超熱的プラズマ粒子観測装置による新たな地球磁気圏観測

Research Project

Project/Area Number 15H03735
Research InstitutionJapan Aerospace EXploration Agency

Principal Investigator

淺村 和史  国立研究開発法人宇宙航空研究開発機構, 宇宙科学研究所, 助教 (50321568)

Project Period (FY) 2015-04-01 – 2018-03-31
Keywords粒子観測器 / 地球惑星磁気圏 / 機器開発
Outline of Annual Research Achievements

本研究では、地球惑星磁気圏における 0.1eV - 100 eV のエネルギー範囲の粒子観測を念頭に、イオンエネルギー質量分析器の開発を行う。本観測器は 0.1eV 程度の低いエネルギー帯のイオン観測をターゲットに含んでいる。一方、宇宙空間では人工飛翔体が帯電する。この帯電によって周辺を飛翔する粒子の軌道が偏向されるが、この影響は低エネルギー粒子であるほど顕著であり、観測に影響を与えてしまう。このため、ブームなどによって観測器を人工飛翔体本体から離し、さらに観測器全体に積極的に電位を与えることを考えている。この場合、観測器は小型である必要がある。
平成27年度は計算機シミュレーションを用いた観測器設計を行った。静電エネルギー分析部の極板形状・配置を工夫するとともに、質量分析技術として用いられてきた飛行時間分析 (Time-Of-Flight) 法を改良した。その結果、小型形状を実現しつつ、感度を大きく損なわないセンサー形状を得ることができた。また、得られた計算機シミュレーション空間内の形状を基に実際の観測器構造設計を行った。放電を抑制するための電極間距離の確保、視野を阻害しないようなケーブルの這いまわしなどに留意し、組み上げることが可能な筐体・電極設計を得ることができた。
平成28年度は得られた設計形状を基に試作された観測器センサー部を用い、イオンビーム照射試験、紫外線照射試験などを行った。その結果、設計に即した性能を有していることを確認した。
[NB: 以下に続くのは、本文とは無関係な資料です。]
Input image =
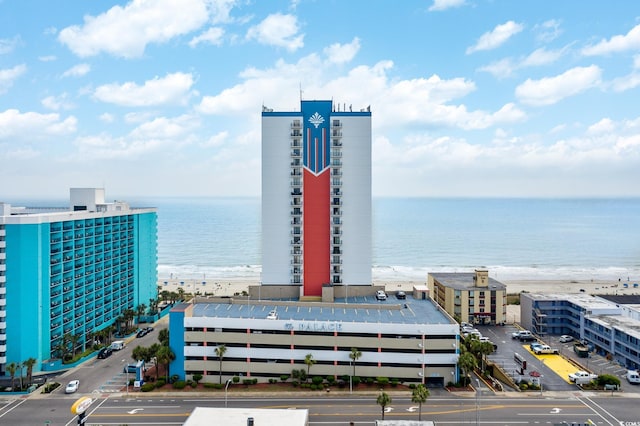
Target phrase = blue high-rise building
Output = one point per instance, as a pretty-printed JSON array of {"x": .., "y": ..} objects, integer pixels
[{"x": 67, "y": 273}]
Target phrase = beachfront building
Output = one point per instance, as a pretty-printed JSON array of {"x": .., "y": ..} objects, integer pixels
[
  {"x": 609, "y": 325},
  {"x": 471, "y": 297},
  {"x": 316, "y": 198},
  {"x": 66, "y": 273},
  {"x": 412, "y": 339}
]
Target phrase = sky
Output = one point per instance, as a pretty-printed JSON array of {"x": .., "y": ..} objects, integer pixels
[{"x": 480, "y": 98}]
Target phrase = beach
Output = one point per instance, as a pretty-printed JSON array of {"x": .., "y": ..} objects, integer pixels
[{"x": 229, "y": 287}]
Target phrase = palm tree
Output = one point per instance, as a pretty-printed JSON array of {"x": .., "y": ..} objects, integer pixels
[
  {"x": 383, "y": 400},
  {"x": 420, "y": 395},
  {"x": 164, "y": 356},
  {"x": 467, "y": 363},
  {"x": 140, "y": 310},
  {"x": 355, "y": 355},
  {"x": 29, "y": 363},
  {"x": 163, "y": 337},
  {"x": 309, "y": 361},
  {"x": 153, "y": 354},
  {"x": 220, "y": 351},
  {"x": 11, "y": 369}
]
Current Status of Research Progress
Current Status of Research Progress

2: Research has progressed on the whole more than it was originally planned.

Reason

これまでに計算機シミュレーションを用いて観測器の設計を行った。一般的に観測器を小型化するとそのままでは感度が落ちてしまう。本観測器ではターゲットとする最高エネルギーを 200eV と低く抑えつつ、電極に与える電圧を調整することで粒子軌道偏向に用いる極板間隔を広げた。これにより、従来の 10keV 程度をターゲットとする観測器と同程度の感度を実現するとともに、エネルギー分析・質量分析可能で感度を大きく損なわない形状を得ることに成功した。その後、得られた形状を基に観測器センサー部を試作した。試作したセンサー部は真空チェンバー内に設置し、イオンビーム照射試験を行った。その結果、センサーの粒子通過特性、エネルギー分析性能、質量分析性能について、設計に即した結果を得ることに成功した。また、地球惑星電離圏・磁気圏における粒子観測では、紫外線除去性能も重要である。このため、重水素ランプを用いた紫外線照射試験を行った結果、本観測器は十分な紫外線除去性能を持ち、実際の観測への影響はほとんどないレベルであることが確かめられた。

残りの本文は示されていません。